If you combine this:
My goal is ready to use application for employers and employees. [...] The bad thing is that i have ten days to finish this application.
with this:
We use something based on scrum, making everything in system as needed of working time evidence.
then it's quite clear, that you have just one run. No sprints, no Scrum. Another matter, if you are generally using scrum and want to use it for the project. In this particular case, I would advise against it, and I'll explain it later.
If you combine this:
We have 20 user stories from our project managers and we have to achieve implementation of this goals.
with this:
We all are new to [...] technology and we have to do this in [...]
and add this on top:
I assume one functionality takes 3-4 days to implement. So calculating makes us 6 functionalities, and five is completed.
then it's also quite clear, that you cannot achieve the goal of "completing everything". One can say, that it is highly improbable, however upsetting this may be.
Also, you should avoid assumptions and try to do rough estimates upfront. In such a short time frame, wrong assumptions can be devastating.
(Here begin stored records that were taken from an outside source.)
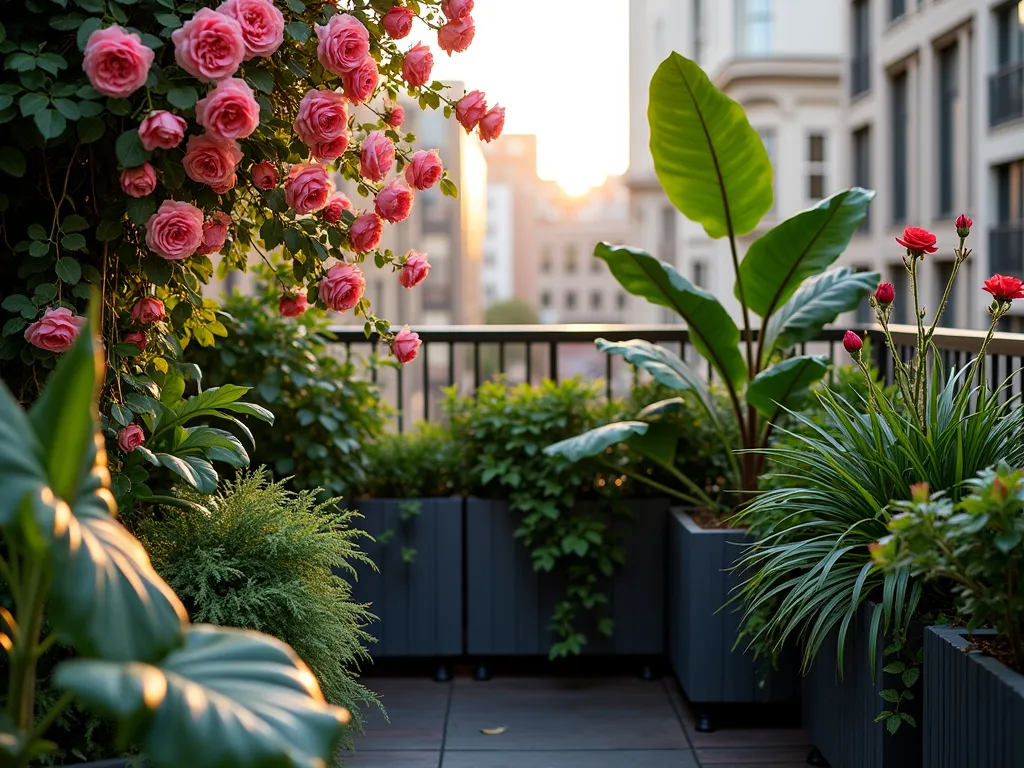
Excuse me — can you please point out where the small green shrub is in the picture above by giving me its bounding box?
[138,470,376,745]
[189,289,385,499]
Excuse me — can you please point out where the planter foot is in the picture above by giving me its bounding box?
[434,664,452,683]
[696,710,718,733]
[807,746,828,768]
[473,662,490,683]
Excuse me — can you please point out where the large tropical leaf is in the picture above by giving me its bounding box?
[763,266,881,360]
[746,354,829,419]
[735,187,874,317]
[647,53,773,238]
[544,421,649,462]
[594,243,746,385]
[55,625,349,768]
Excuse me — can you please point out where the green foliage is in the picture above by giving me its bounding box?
[551,53,879,514]
[138,470,375,745]
[872,463,1024,671]
[189,287,385,497]
[0,311,346,768]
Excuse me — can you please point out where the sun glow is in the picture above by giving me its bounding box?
[421,0,629,196]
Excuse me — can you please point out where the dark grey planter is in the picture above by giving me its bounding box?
[668,509,799,705]
[924,627,1024,768]
[802,602,925,768]
[350,499,463,658]
[466,499,669,656]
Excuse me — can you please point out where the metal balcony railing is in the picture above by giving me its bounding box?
[330,325,1024,431]
[988,61,1024,126]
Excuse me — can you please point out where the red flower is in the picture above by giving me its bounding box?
[874,283,896,304]
[984,274,1024,302]
[896,226,939,254]
[843,331,864,357]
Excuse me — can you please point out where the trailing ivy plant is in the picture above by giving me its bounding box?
[549,53,879,514]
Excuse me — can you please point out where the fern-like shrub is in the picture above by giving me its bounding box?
[138,469,377,745]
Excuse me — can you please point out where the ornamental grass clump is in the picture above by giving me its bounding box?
[739,217,1024,730]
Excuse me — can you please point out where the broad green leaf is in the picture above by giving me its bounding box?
[55,625,350,768]
[746,354,828,419]
[763,266,881,360]
[735,187,874,317]
[594,243,746,385]
[647,53,773,238]
[544,421,650,462]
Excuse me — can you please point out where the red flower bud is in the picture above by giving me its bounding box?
[843,331,864,357]
[874,283,896,304]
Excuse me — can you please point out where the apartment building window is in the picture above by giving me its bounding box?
[889,71,910,224]
[989,160,1024,278]
[936,43,961,218]
[852,126,871,232]
[807,133,827,201]
[988,0,1024,125]
[736,0,772,56]
[565,243,580,274]
[850,0,871,96]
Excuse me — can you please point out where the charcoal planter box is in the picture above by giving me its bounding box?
[466,499,669,656]
[668,509,799,706]
[802,601,925,768]
[924,627,1024,768]
[343,498,463,658]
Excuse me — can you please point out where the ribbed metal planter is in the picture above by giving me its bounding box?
[668,509,799,705]
[350,499,463,658]
[802,602,925,768]
[924,627,1024,768]
[466,499,669,656]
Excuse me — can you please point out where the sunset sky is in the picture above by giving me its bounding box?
[419,0,629,194]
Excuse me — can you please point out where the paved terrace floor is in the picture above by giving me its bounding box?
[348,677,810,768]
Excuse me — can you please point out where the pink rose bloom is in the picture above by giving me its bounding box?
[406,150,444,189]
[479,104,505,141]
[196,78,259,139]
[217,0,285,60]
[121,163,157,198]
[437,15,476,56]
[441,0,473,22]
[455,91,487,133]
[121,331,145,349]
[25,306,85,352]
[374,179,413,224]
[391,326,422,366]
[285,163,334,213]
[82,25,153,98]
[315,13,370,75]
[323,193,355,224]
[341,56,379,104]
[138,110,187,152]
[398,251,430,288]
[359,131,394,181]
[387,104,406,128]
[348,213,384,253]
[196,211,231,256]
[182,133,242,195]
[278,288,309,317]
[294,89,348,152]
[252,160,278,191]
[381,5,416,40]
[401,43,434,87]
[171,8,246,82]
[145,200,203,261]
[131,296,167,326]
[118,424,145,454]
[319,261,367,312]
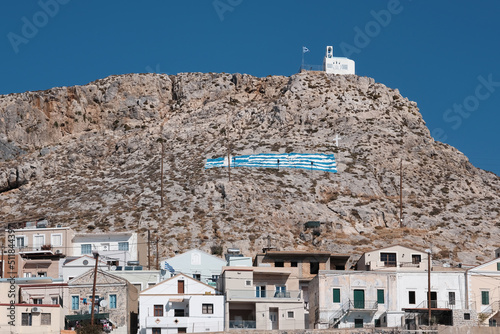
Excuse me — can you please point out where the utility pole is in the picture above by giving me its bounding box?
[148,230,151,270]
[427,249,432,326]
[160,132,165,208]
[399,158,403,227]
[156,236,160,270]
[90,252,99,327]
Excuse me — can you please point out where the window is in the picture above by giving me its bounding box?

How to complete goal in this circumstances, which is completed application? Is it possible? [...] if we assume that not - should we trim user stories for most important?
Your resources and time are limited. Hence your best option is to reduce the scope. While there are a couple of ways of doing that, combining them may give you better results:
- Define a minimum viable product. Literally cut off everything that is not mission critical. You can come back and revisit those parts later, after your deadline.
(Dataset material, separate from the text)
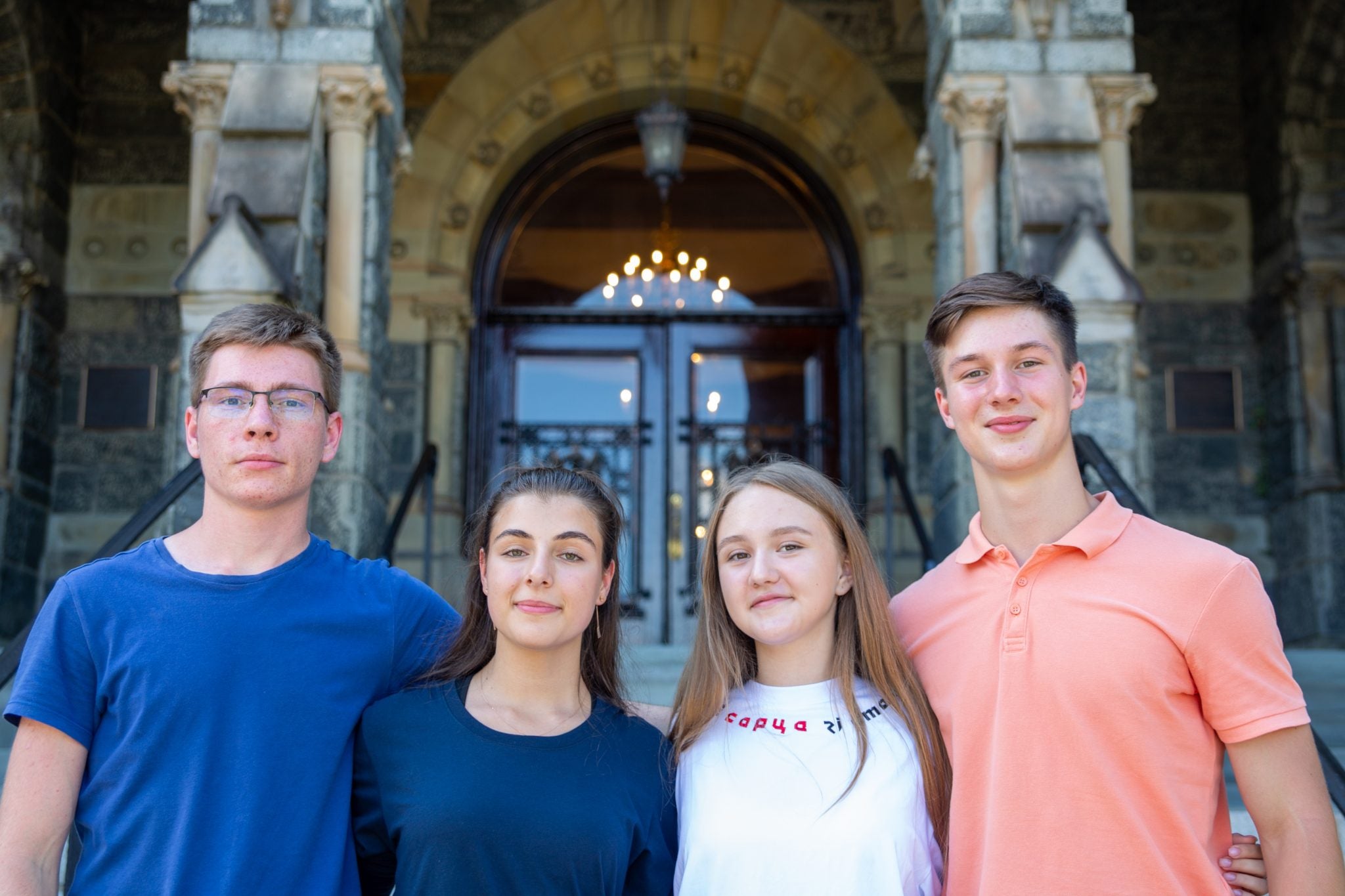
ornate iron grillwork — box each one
[678,419,831,615]
[500,421,650,619]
- Get a person, who is capable of prioritizing stories from the end user perspective, and arrange them in order of decreasing value.
- Start working on the stories from the top to the bottom.
What will happen in the end is you will, likely, not do everything. At the same time, you would have built a valuable "demo", or a part of the final system, which will at least be usable.
What matters in this case is progress tracking. Kanban will be the simplest way to do that, considering the small team and short timeframes. Make a goal of pushing stories through one by one: dev-test-done, as a production line. Preferable testing will start as soon as the first story is completed.
You may also want to sacrifice some quality, thus testing only the main paths and making sure other ones do not damage the data (it is probably OK if they don't fully work anyway).